Blessed with an affinity for wordplay and a compelling sing-song cadence, Caleborate’s
1993 combines nostalgia for the 23-year-old rapper’s childhood with reflections on modern life. The album is a 90’s Hip Hop glory-fest that both humorously and truthfully delves into Millennial problems. From societal frustrations to personal insecurities, Caleborate does not shy from telling it how he sees it, but you will find that you see life in the same ways as him.

08 {Carter Flow}

I love Hip Hop. No doubt about it! Yet, I do feel that its amassed global success and phenomena has clouded the grounded nature of the genre and its general causes. Hip Hop was born among poor, black and latino communities. It was a genre that showed how spiritual pain can manifest and be doubled by systemic ones, as well. Caleborate’s ability to rap through Hip Hop’s core heartbeat makes 1993 a track by track manifesto on how being young, black, and hungry with ambition tussles between feeling blissful and stressful. How do you feel like you have a bright future ahead when you have student debt? How do you give love to your family and friends when you do not love yourself? How do you keep internal peace when violence, both socially and systemically, is too common? These are hard, spiritual battles that can make anyone 23 year old young man feel old and worn. Yet, it is these weary social, mental, and emotional confrontations that make Caleb feel like a breath of fresh air to the Hip Hop game.

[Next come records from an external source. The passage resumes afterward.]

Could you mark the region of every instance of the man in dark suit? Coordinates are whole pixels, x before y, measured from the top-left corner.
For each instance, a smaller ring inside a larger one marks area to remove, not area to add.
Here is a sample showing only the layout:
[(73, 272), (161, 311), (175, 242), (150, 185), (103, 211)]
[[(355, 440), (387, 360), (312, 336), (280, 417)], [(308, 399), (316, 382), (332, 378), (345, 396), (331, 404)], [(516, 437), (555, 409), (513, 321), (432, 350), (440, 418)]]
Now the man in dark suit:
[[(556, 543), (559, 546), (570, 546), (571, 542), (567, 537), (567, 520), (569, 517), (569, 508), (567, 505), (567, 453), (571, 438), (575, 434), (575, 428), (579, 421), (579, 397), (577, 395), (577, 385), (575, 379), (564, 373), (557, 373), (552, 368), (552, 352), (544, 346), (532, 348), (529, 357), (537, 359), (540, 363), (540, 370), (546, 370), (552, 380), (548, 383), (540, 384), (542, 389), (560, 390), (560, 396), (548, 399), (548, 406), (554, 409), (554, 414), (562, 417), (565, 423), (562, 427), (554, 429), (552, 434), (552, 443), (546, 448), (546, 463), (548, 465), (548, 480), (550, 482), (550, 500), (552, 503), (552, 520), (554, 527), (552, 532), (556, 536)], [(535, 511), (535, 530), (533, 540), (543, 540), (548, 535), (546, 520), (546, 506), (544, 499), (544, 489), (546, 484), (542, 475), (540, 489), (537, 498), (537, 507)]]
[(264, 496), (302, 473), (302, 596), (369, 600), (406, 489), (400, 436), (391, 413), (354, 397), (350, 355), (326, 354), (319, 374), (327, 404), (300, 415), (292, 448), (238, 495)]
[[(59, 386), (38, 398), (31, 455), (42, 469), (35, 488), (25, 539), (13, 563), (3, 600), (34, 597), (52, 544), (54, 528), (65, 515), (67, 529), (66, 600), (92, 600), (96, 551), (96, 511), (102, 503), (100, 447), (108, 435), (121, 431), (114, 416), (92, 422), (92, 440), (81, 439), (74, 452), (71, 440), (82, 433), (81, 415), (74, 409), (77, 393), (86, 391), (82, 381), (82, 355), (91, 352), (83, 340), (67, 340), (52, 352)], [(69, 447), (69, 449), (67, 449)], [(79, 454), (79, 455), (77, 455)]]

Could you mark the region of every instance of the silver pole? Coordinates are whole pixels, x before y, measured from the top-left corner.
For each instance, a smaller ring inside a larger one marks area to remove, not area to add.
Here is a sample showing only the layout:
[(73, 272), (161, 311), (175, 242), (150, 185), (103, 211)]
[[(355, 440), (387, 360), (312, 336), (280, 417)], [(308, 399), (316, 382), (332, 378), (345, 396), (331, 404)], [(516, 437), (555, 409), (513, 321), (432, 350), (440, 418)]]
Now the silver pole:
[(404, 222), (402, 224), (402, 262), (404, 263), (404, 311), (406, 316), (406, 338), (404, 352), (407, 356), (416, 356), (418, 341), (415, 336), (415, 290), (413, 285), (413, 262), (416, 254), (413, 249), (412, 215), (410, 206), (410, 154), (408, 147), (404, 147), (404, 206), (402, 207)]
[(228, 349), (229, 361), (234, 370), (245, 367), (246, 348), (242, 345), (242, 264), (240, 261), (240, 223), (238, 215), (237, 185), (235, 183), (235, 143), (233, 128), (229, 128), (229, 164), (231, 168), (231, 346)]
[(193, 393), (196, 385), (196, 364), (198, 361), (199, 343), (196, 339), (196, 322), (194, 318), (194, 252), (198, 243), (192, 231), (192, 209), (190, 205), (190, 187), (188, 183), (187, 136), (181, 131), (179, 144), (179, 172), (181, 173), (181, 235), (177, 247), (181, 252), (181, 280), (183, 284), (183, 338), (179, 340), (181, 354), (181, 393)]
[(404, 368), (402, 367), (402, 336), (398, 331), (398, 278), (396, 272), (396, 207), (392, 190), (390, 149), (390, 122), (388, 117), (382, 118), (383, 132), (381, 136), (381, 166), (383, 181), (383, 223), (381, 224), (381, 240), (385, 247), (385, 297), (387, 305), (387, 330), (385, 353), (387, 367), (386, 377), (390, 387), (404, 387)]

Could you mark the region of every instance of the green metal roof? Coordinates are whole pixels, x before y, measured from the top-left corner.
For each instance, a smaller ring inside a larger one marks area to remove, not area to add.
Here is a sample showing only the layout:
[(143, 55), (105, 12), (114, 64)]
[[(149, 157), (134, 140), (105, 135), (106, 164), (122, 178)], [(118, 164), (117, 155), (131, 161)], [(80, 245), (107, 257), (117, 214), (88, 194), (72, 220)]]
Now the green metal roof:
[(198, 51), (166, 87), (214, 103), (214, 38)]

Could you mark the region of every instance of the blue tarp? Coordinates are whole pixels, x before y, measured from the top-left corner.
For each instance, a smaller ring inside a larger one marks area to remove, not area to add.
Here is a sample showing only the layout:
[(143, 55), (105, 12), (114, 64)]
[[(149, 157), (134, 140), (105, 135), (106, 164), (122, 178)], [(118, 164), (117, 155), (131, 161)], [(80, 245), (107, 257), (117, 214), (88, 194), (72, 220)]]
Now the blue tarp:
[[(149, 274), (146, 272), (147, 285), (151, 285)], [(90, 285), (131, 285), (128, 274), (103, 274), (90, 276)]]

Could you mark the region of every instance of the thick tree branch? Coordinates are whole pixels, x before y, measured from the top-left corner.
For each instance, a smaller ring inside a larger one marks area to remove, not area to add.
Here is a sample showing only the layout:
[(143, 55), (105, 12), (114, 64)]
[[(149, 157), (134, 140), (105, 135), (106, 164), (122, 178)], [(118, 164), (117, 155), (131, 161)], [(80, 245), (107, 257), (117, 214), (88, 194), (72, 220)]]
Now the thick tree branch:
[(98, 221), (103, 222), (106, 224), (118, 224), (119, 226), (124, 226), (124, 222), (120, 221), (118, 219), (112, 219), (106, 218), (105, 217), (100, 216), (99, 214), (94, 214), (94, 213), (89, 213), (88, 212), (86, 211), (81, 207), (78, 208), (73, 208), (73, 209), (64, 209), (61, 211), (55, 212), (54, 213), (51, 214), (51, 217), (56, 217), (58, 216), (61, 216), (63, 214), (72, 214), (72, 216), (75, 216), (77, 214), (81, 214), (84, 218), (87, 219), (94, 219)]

Using samples of classic Hip Hop and R&B classics, Caleborate gives rhythmic charisma over a completely original rap flow. There is no confusing Caleborate with another rapper in sound or in realness. He is too vast and ingrained in the problems of daily life that he utterly avoids the plain generics of Hip Hop tracks that only talk about “ho’s and money”. Caleborate is quickly becoming a prominent Emcee because, although we all love the dreamy illusions music can provide, we also need the reality analysis it gives. If music is art and art is culture then it must represent all aspects of a community: not just the “rich” kind. Therefore, leave it to Caleborate’s rising power to empathetically remind listeners’ that a poor kid does not need to mean a poor soul. The spiritual can go beyond material woes even if it feels physically confined by them.

When asked for his inspiration on this Calibrate explained:

“1993 is my birth year and I personally think that the stretch between ’90 and ’95 was a pretty special time to be born in because we got to experience life pre-cell phone, but we came of age when technology became an inseparable part of everyone’s everyday lives. I remember finding music using Kazaa and burning CD’s. I remember using MapQuest before GoogleMaps. I had a house phone. But I’m also a digital native,” Caleborate explained to Complex. “The music on 1993 is reflective of the kind of music and the TV shows I watched growing up. I distinctly remember the blending of the two worlds–I was watching Family Matters on TV, but also Buzzfeed videos on my phone. The music on this project has sample-based stuff that sounds like Kanye’s but there’s also more beat-driven stuff that sounds like it could be played alongside Kaytranada. The lyrical content is reflective of where I am in my life as a young adult. I’m talking about stuff that other 22- and 23-year-old people are going through.”